Rundown on Southwest Earnings
LUV stock was trading up more than 7% in Thursday’s afternoon session after reporting third-quarter adjusted net income of $623 million, or 94 cents per diluted share, above analyst estimates of 92 cents, according to Capital IQ figures.
Those earnings are nearly double the 55 cents per share reported in the same quarter last year, a meaty gain many airlines have been welcoming thanks to plummeting jet fuel costs combined with increasingly efficient engines.
But Southwest also drew a substantial increase in its operating revenue, which increased 10.8% year-over-year to $5.31 billion, above the Street mark of $5.11 billion. The Dallas-based airliner wowed investors with its robust 20.3% operating margins, drawing a record $1 billion in net income, excluding special items.
For the fourth quarter, Southwest estimates fuel costs of $2.05 to $2.10 per gallon, well below the average cost of $2.62 in the fourth quarter of last year, indicating sustained improvement in earnings for the near-term at least.

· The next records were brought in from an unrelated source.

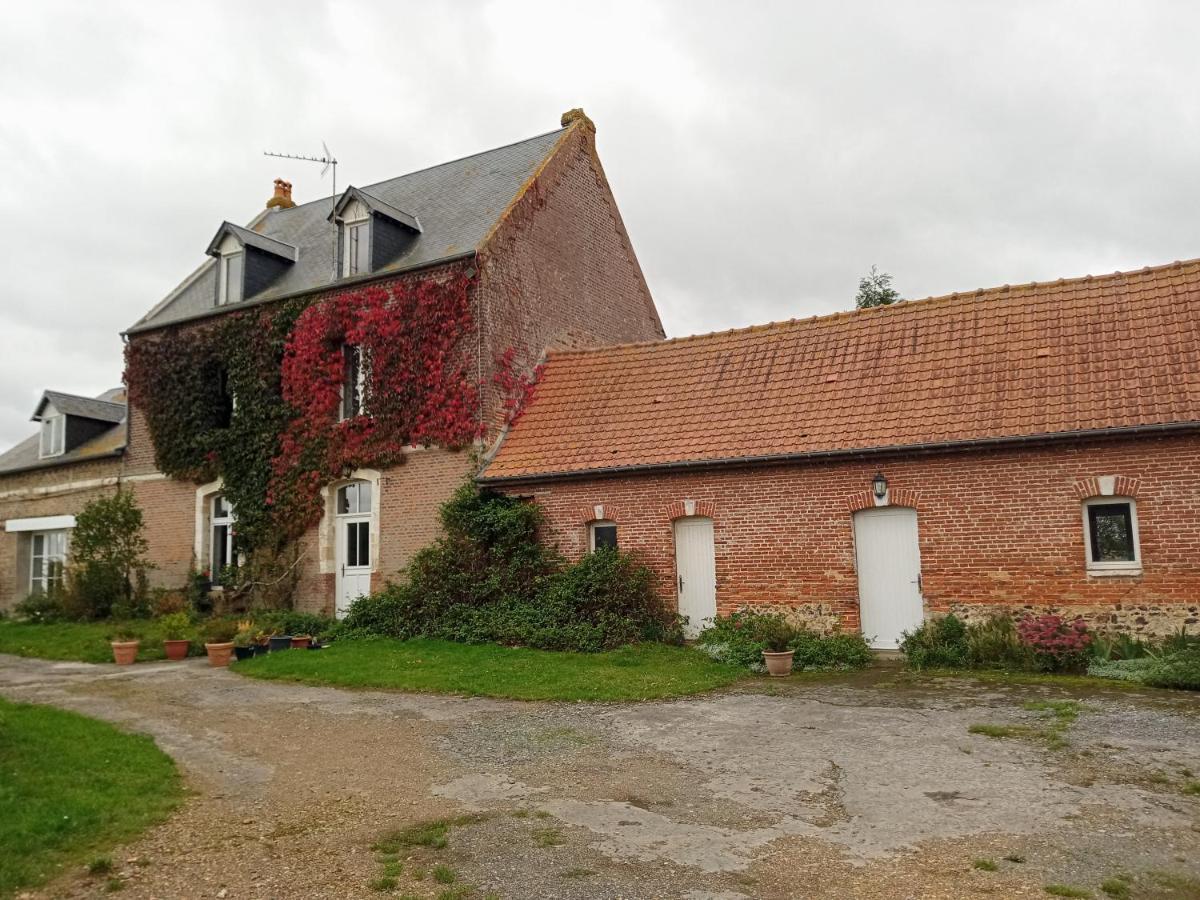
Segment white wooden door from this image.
[854,506,924,650]
[674,516,716,637]
[337,516,372,618]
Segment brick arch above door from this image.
[666,500,716,522]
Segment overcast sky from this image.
[0,0,1200,446]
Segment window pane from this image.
[1087,503,1134,563]
[224,253,244,304]
[592,526,617,550]
[346,522,359,565]
[355,522,371,565]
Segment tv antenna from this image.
[263,140,337,281]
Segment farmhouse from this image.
[0,388,125,610]
[0,110,664,613]
[480,260,1200,648]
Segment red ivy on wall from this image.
[268,275,480,526]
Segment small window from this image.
[337,481,371,516]
[209,493,238,584]
[588,522,617,552]
[29,532,67,594]
[37,414,67,460]
[217,253,245,306]
[1084,497,1141,572]
[342,218,371,277]
[342,344,371,421]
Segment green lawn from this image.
[0,619,196,662]
[0,700,184,896]
[234,638,743,700]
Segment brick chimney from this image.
[266,178,296,209]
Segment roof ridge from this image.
[546,257,1200,362]
[266,125,571,216]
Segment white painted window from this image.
[29,530,67,594]
[209,493,238,584]
[342,218,371,277]
[1084,497,1141,575]
[588,520,617,553]
[217,253,246,306]
[342,344,371,421]
[37,415,67,460]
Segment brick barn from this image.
[480,260,1200,648]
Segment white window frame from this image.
[37,413,67,460]
[342,216,371,278]
[217,250,246,306]
[1080,497,1141,575]
[209,491,238,587]
[29,528,70,594]
[334,479,378,571]
[588,518,620,553]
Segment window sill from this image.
[1087,565,1141,578]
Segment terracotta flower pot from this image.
[762,650,796,678]
[113,641,142,666]
[204,641,233,666]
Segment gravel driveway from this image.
[0,656,1200,900]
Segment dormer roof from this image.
[328,186,421,234]
[204,222,299,263]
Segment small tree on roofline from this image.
[854,265,900,310]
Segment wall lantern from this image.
[871,472,888,500]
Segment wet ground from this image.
[0,656,1200,900]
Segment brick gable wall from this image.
[509,436,1200,634]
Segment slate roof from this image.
[484,260,1200,481]
[0,388,125,475]
[128,126,570,334]
[34,391,125,422]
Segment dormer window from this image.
[217,252,246,306]
[342,203,371,278]
[37,415,67,460]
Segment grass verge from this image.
[234,638,742,701]
[0,700,184,896]
[0,619,196,662]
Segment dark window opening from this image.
[1087,503,1136,563]
[592,523,617,550]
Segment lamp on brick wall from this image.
[871,472,888,500]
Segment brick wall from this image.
[478,124,664,434]
[511,436,1200,634]
[0,457,121,610]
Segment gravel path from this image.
[0,656,1200,900]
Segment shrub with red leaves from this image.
[1016,616,1092,672]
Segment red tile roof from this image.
[484,260,1200,479]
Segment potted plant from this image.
[758,616,796,678]
[270,635,292,653]
[158,612,193,662]
[204,619,238,666]
[109,629,142,666]
[233,622,256,662]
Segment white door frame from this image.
[671,516,716,637]
[853,505,925,650]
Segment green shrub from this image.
[966,613,1034,670]
[62,491,149,619]
[696,608,872,672]
[338,485,680,652]
[900,613,968,670]
[1144,648,1200,691]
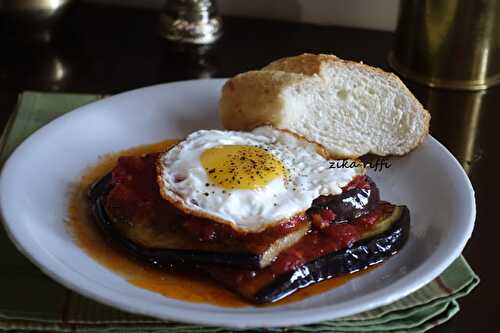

Southwest is making strides toward international expansion as it launched eight new markets in August alone, including a new customs station at its Houston hub, servicing Costa Rica, Mexico City, Puerto Vallarta, Cabos and Belize.
For shareholders, LUV stock returned $180 million in dividends and repurchased $1.2 billion in stock so far this year. It recently raised its quarterly dividend to about 7 cents per share. And Southwest has a comfortable pile of cash, with cash and short-term investments totaling $3.1 billion at the end of the third quarter and free cash flow of $1.6 billion so far this year.
Bottom Line on LUV Stock
While trends in the airline industry are indeed positive, investors should remain on guard for risks in commodities trends that are beyond the airlines’ control. Crude oil futures, trading near $46 per barrel in Thursday’s session, are down 42% the past year, and many analysts believe prices will remain low for quite awhile.
But low crude oil prices are not a certainty; in fact, crude oil was trading up 1.6% Thursday.
Trading at 19 times earnings, Southwest is among the more expensive airline stocks to buy right now. Compare that to other top airline valuations: Delta Air Lines (DAL) with 14.6, United Continental Holdings (UAL) with 8 and American Airlines (AAL) with 7.9.
Indeed, Southwest’s earnings show the company is healthy and thriving airline, but LUV stock is simply not a bargain right now … especially amid an uncertain future when it comes to jet fuel costs.
As of this writing, Rebecca McClay did not hold a position in any of the aforementioned securities.